There will be growing pains.

Camp Wilson: In mid-July, Wilson and his recipients will gather at an undisclosed location for a few days of pitch-and-catch. It will not be all work, no play. He said fun activities are planned.

4.Money position: The Jets keep their Mekhi Becton-George Fant plane close to the west. Offensive coach John Benton said it does not matter who plays left tackle because the two tackle spots can be replaced. Easy for him to say; the size of his payslip does not depend on it.

The fact is, there es a difference in positions when it comes to pay. The top five highest paid left tackles average $ 21.3 million a year; the five highest paid straight tackles average $ 18 million, according to Over The Cap. So even though Becton said he would be fine with a shift to the right tackle, you can bet he will stay. He has two years left on his rookie contract, but his fifth-year option for 2024 is to be decided in May next year.

Fant, who has made it clear that he prefers left tackle, is in the middle of contract negotiations for an extension. Maybe that explains the team’s secrecy. It would give him more leverage if he has anointed the left tackle. It could also be a way to keep Becton motivated during the break for a looming left-tackle competition.

It would be a defeat for the front office if Becton goes to the right. The Jets drafted him as No. 11 overall in 2020, in part because they saw him as a potential franchise left-handed tackle. It was in their eyes one of the factors that separated him from Tristan Wirfs, whom they envisioned as a right-wing tackle or possible guard.

Wirfs, who was selected as No. 13 overall, is a right tackle, okay – an All-Pro right tackle for the Tampa Bay Buccaneers.

5.Becton turnaround 2.0? One last thought about Becton, who has six weeks to lose weight and get his body right for training camp: Yes, there is frustration in the organization over his conditioning, but there is also hope that he can rebound and reach his potential, which he did. at the University of Louisville.

After two dull seasons, Becton took a quantum leap when the Cardinals brought in a new coaching staff into 2019. It seemed to ignite his fire. Mens Saleh & Co. starting their second year, they are a bit new to Becton, who only played one game for them in 2021.

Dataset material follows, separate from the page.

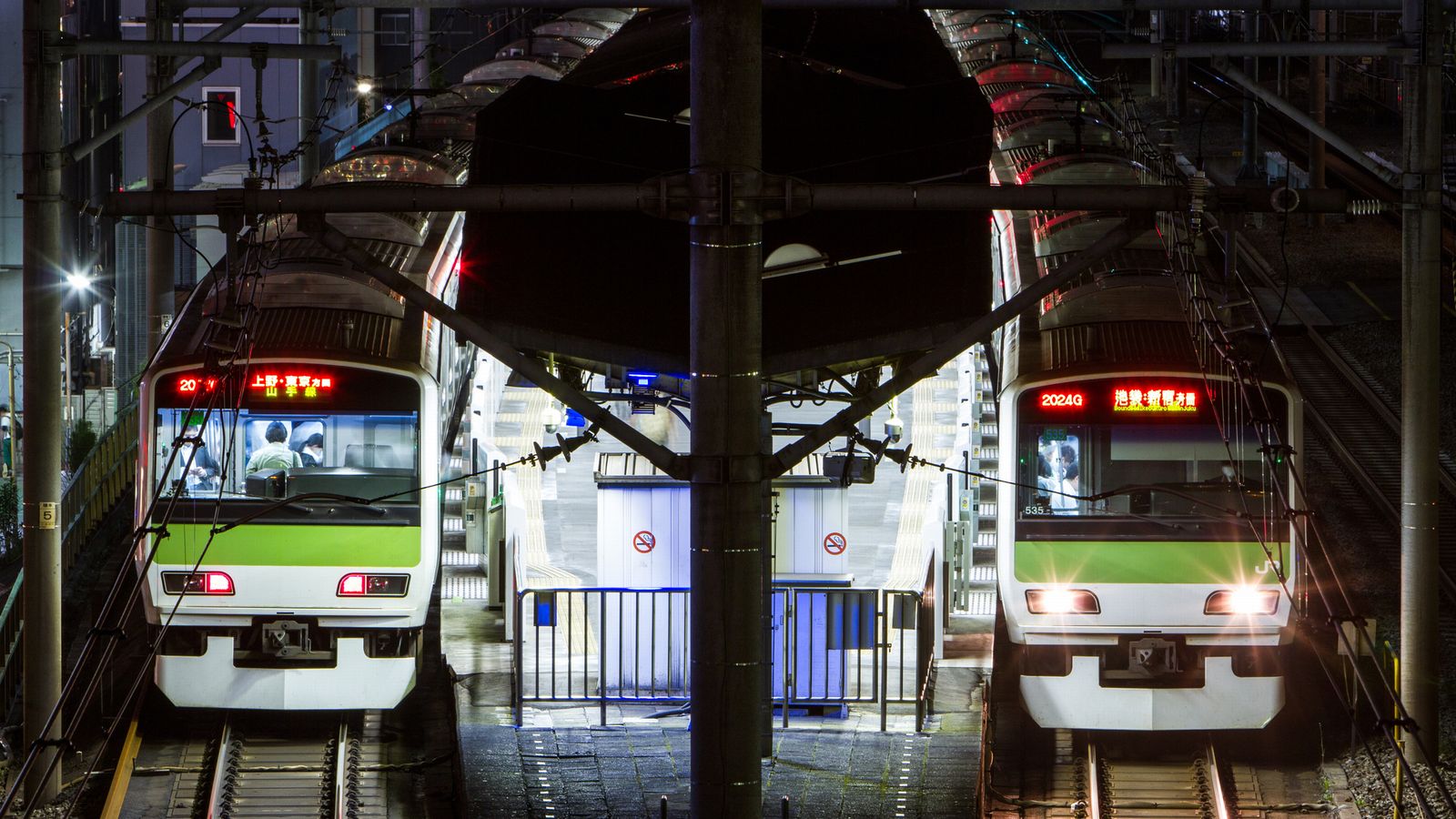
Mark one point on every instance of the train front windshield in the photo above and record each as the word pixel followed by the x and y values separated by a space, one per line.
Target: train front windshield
pixel 1140 448
pixel 288 431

Becton, who plans to get haters to “eat their word,” has already reached a crucial stage in his young career.

6. Here comes Mims: Another highly scrutinized player in training camp will be wide receiver Denzel Mims. The feeling inside the building is that Mims, who is coming after a disappointing year, has turned around. The second round election in 2020 is physically a better place than a year ago, which bodes well for his chances of getting on the team.

Mims was designed as a classic X-receiver (split end), which after the change of coach was forced to learn all three receiver seats in a new scheme. It was an adjustment and he struggled. Now it looks like he’s shopping. Unfortunately for him, it can be difficult to get on the field due to the upgrades to the position.

7. Under-radar standouts: A handful of lesser-known players stood out in practice, including wide receiver Jeff Smith (one-handed TD catch in minicamp), tight-ends Trevon Wesco and Lawrence Cager, back Nick Bawden, safety Jason Pinnock and cornerback Isaiah Dunn.

Remember, there was no contact, no running games and no bump-and-run coverage (well, maybe a watered-down version). June stars may fade in August. Tight ends coach Ron Middleton said it best. Referring to Cager, a converted wideout who made many catches, Middleton said, “When we get the plastic on (shoulder pads), it’s when you have to show that you belong.”

8. Ravenousprep: When do NFL teams start preparing for their season opener? The Jets’ defensive coaches have already given their players a taste of the Baltimore Ravens, their opponent in Week 1.

The defense “met” about 25-30 running games from Baltimore during review periods during the offseason, according to defensive coordinator Jeff Ulbrich. The Ravens have a unique running game with quarterback Lamar Jackson and a wide variety of gap schedules. You can not prepare for it in a few days, so the Jets got started early.